1 LU / HSW |
The most heartbreaking gap in our country’s mental health support system is between inpatient psychiatric facilities and the public school system. For kids struggling with mental health issues, the journey from 24/7 support to a school setting is not an easy one. This journey demands a waystation—a day treatment center where kids can continue to receive mental health support while preparing for the transition back into regular school without loss of ongoing active education to continue their academic growth. In the fall of 2023, Colorado’s Cherry Creek School District is opening Traverse Academy, the nation’s first school district-owned and -operated day treatment center. Part school and part mental health crisis center, the project required an unusual blend of healthcare and educational architecture. Without any obvious precedents, the multidisciplinary team built the program from the bottom up. Led by Jessica Blanford, AIA, and Kasia Bulkowski, AIA, of MOA ARCHITECTURE with Dr. Tony J. Poole, Assistant Superintendent of Special Populations at Cherry Creek School District, this session will explore how the team engaged various stakeholder groups to determine the goals for the project; how we developed a program from these efforts; and how the design effectively blends healthcare requirements (including ligature-resistant design) with the principles of 21st-century learning environments.
Learning Objectives:
A Principal at MOA, Jessica has over a dozen years of PK-12 educational design experience. She is well-versed in everything that goes into the development of forward-thinking, healthy, and flexible learning environments, with expertise ranging from leading collaborative Design Advisory Groups to the complex coordination of construction administration. She has delivered educational projects for public, private, and charter school clients across the Mountain West region.

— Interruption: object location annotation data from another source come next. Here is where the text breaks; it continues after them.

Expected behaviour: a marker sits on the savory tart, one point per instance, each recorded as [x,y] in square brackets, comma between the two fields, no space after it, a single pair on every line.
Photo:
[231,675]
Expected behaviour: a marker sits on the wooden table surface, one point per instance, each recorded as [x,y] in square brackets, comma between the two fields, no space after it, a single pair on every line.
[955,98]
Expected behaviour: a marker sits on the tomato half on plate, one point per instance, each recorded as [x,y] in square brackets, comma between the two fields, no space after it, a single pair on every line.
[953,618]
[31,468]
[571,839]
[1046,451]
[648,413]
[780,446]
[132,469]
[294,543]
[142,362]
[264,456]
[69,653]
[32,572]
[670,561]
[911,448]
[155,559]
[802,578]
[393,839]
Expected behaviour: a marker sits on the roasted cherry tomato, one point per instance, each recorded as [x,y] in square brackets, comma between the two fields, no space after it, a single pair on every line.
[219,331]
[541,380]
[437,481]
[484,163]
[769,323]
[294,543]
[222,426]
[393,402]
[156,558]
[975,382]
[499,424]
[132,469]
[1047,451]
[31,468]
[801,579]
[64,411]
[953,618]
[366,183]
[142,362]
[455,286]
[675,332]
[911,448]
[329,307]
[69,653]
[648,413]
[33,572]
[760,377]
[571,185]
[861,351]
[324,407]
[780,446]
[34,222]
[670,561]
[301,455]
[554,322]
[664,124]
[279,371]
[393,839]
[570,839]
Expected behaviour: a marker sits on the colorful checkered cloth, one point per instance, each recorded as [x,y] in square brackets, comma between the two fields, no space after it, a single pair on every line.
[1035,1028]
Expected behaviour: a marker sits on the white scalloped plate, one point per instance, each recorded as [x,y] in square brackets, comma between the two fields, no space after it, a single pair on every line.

As an Associate Principal at MOA, Kasia works on a wide-ranging portfolio of projects, including community health clinics, learning environments, recreation centers, and historic preservation work. Kasia excels at designing projects with complex programs and unusual requirements. She focuses on how design of the built environment can have a positive, lasting impact on our communities. She promotes the use of emerging design and construction technologies in her projects, seeking to leverage the latest tools and innovations to improve communication, coordination, and technical problem-solving throughout design and construction.
With more than 30 years in the Cherry Creek School District, Tony Poole started in CCSD as an eighth-grade social studies teacher at Prairie Middle School in 1989. Fast forward three decades. Poole has held a wide variety of administrative roles in Cherry Creek Schools, from serving as assistant principal at Prairie, the school where he started his career, to opening Sky Vista Middle School as principal and serving for nine years. His professional path would take him to the district’s administrative ranks; in various roles, Poole has helmed the district’s Student Achievement Services Department, which includes a broad population of students that range from preschool to age 21 and those enrolled in an array of special education programs. As Assistant Superintendent of Special Populations, Poole will has a hand in the education and enrichment of thousands of students across the spectrum of learning styles and backgrounds. He oversees the departments of Special Education, Advanced Academic and Gifted and Talented Services, Mental Health, Nursing, Preschool and Language Supports and Services at buildings across CCSD’s 108 square miles.
This track focuses on Resiliency and addresses how learning environments support the development of students and communities that have the strength and flexibility to withstand adversity and adapt to change. The COVID-19 pandemic demonstrated the essential role that schools have in stabilizing communities during a time of crisis. How do schools support the development of strong community culture among teachers and students? How do schools foster physical and mental health and wellness to ensure all are ready and supported to learn? How do we create learning environments that are strong in intent yet adaptable to change? How do we learn from what does not work and further, learn to take risks daily to expand our comfort zone? What can we learn from research and our responses to past events to inform how to build toward a resilient future where we can withstand what crises and challenges the future brings? Topic areas, seen through the lenses of both Art and Science, include sustainability, physical and mental health, community, school climate and culture, safety, and security.
Primary Core Competency
Educational Visioning: Exhibits an understanding of best and next practices related to educational leadership, programming, teaching, learning, planning and facility design. Establishes credibility with educators, community members and design professionals while conceiving and leading a community-based visioning process. Demonstrates the ability to articulate the impact of learning environments on teaching and learning and uses that ability to facilitate a dialogue that uncovers the unique needs and long-range goals of an educational institution and its stakeholders – translating that into an actionable written/graphic program of requirements for the design practitioner.